Rory McIlroy: With the world watching his every step in 2013, then-world-No. 1 Rory McIlroy failed to register a victory anywhere until the Australian Open in December. That included just two rounds under par in the first three majors of the season and resulted in T-25, T-41, missed cut finishes.
Still just 24 years old, and with the spotlight dimmed a bit entering this year, McIlroy could be poised for a return to top form in 2014. He finished sixth or better in four of his last six tournaments of 2013, accumulating a combined score of 52 under par in that stretch. The world's seventh-ranked player, who got engaged to Caroline Wozniacki, recently said his ball speed (with his driver) has topped 180 mph for the first time in his career.
The magnitude of what McIlroy has accomplished at such a young age cannot be understated. He will turn 25 between this year's Masters and U.S. Open, yet he already has two major titles to his name. Since 1930, only three other players have won multiple majors before age 25: Nicklaus, Seve Ballesteros and Woods.
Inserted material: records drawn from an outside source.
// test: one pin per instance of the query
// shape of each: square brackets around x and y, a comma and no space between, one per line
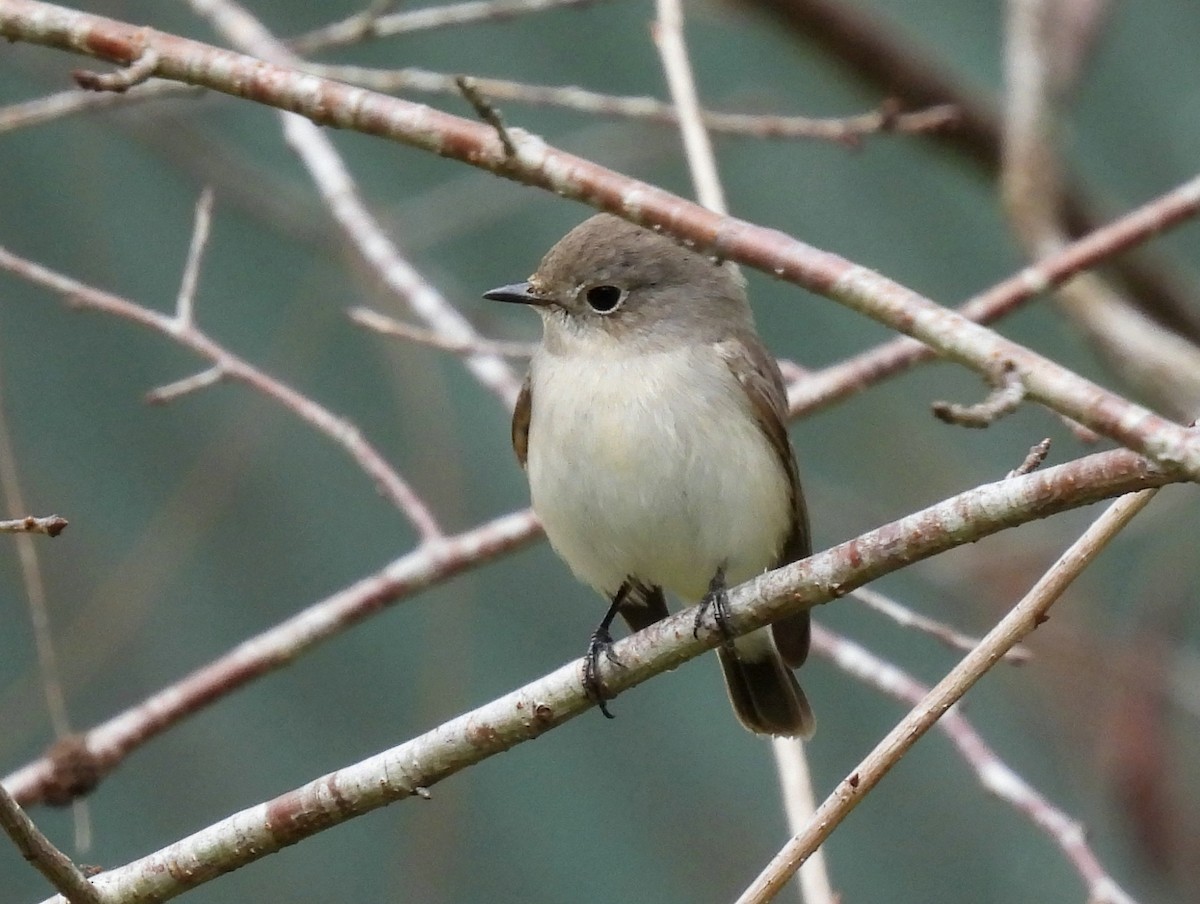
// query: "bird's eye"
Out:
[604,299]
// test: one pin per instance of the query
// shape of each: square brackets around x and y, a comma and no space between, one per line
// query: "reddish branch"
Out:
[531,711]
[875,52]
[539,165]
[75,767]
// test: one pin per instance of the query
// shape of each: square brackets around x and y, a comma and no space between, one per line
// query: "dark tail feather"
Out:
[766,695]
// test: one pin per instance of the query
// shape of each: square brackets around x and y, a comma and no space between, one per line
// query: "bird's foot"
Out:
[718,602]
[599,645]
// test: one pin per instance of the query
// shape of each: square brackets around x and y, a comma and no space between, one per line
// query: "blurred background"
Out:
[199,524]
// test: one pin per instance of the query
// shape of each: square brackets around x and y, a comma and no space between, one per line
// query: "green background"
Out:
[199,524]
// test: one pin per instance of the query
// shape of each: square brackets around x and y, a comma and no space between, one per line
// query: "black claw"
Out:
[718,600]
[600,644]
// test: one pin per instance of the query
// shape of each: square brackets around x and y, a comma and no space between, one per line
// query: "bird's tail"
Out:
[766,696]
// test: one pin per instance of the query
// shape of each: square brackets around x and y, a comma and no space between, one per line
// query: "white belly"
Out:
[637,470]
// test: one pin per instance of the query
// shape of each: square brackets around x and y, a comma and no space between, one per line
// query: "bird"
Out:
[652,427]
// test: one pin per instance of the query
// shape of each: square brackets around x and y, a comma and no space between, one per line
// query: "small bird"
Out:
[652,429]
Meanwhile, back stateside, birdies should be easy to come by at the Humana Challenge. In 2013, the three easiest courses on the PGA Tour were La Quinta CC, PGA West Palmer and PGA West Nicklaus -- the three tracks played at this event. Each of the past six winners has finished at least 22 strokes under par, even after the format switched from 90 holes to 72 in 2012.
In fact, since 2008, each course hosting this event (six courses in all during the stretch) has ranked among the 10 easiest on the PGA Tour in that given season. The statistic "adjusted scoring average" was created for tournaments like this.
Question: This is the ninth annual Abu Dhabi HSBC Golf Championship. Who won the inaugural edition in 2006?
Answer: Chris DiMarco
The propensity for low scores could mean another great finish. Each of the past four years, this tournament has been decided by 2 or fewer strokes, with two playoffs determining the winner in that span.
Big names to watch for include Brandt Snedeker, who enters with an active streak of 17 straight sub-par rounds in this tournament (and top-10 finishes in 2010 and 2012), and Keegan Bradley, who finished T-7 in his only career start here in 2011.